# Factoring a polynomial

• Mar 27th 2013, 08:52 PM
ReneG
Factoring a polynomial
I need help factoring $x^5+2x^3-x^2-2$

I tried it by grouping $(x^5 - x^2) + (2x^3 -2)$

Then I got $x^2(x^3 - 1) + 2(x^3 - 1)$

Thus my final answer was $(x^3 - 1)(x^2+2)$

From there, I had no clue what to do.

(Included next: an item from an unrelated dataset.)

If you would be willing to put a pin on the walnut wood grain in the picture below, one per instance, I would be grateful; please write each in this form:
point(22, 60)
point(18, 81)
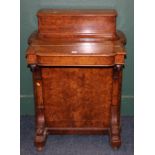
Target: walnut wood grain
point(76, 58)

My text book says the correct answer is $(x^2+2)(x-1)(x^2+x+1)$ but I just have no clue how they got there.

Any help would be appreciated, thanks.
• Mar 27th 2013, 09:33 PM
MINOANMAN
Re: Factoring a polynomial
Reneg

continue the factorization process. and factorize the (x^3-1) it will give you (x-1)(x^2+x+1). therefore the polynomial after factorization becomes
(x^2+2)(x-1)(x^2+x+1).
now how to factorize the x^3-1 ..the (x-1) is a factor of the polynomial x^3 -1 therefore dividing by (x-1) or simply use Horner's method
(Horner's method - Wikipedia, the free encyclopedia ) you will get the result .

MINOAS
• Mar 30th 2013, 01:37 PM
ReneG
Re: Factoring a polynomial
I just don't see how you can factor out $x - 1$ from $(x^3 - 1)(x^2 + 2)$ because there is no greatest common factor other than 1
• Mar 30th 2013, 01:46 PM
Plato
Re: Factoring a polynomial
Quote:

Originally Posted by ReneG
I just don't see how you can factor out $x - 1$ from $(x^3 - 1)(x^2 + 2)$ because there is no greatest common factor other than 1

$(x^3-1)=(x-1)(x^2+x+1)$ the difference of two cubes.
• Mar 30th 2013, 03:05 PM
HallsofIvy
Re: Factoring a polynomial
Do you know how to multiply polynomials? What do you get when multiply $(x- 1)(x^2+ x+ 1)$?
• Mar 30th 2013, 04:49 PM
ReneG
Re: Factoring a polynomial
Oh wow, completely forgot about that rule. Seeing 1 as a cube root of 1 wasn't really intuitive for me at first, thanks!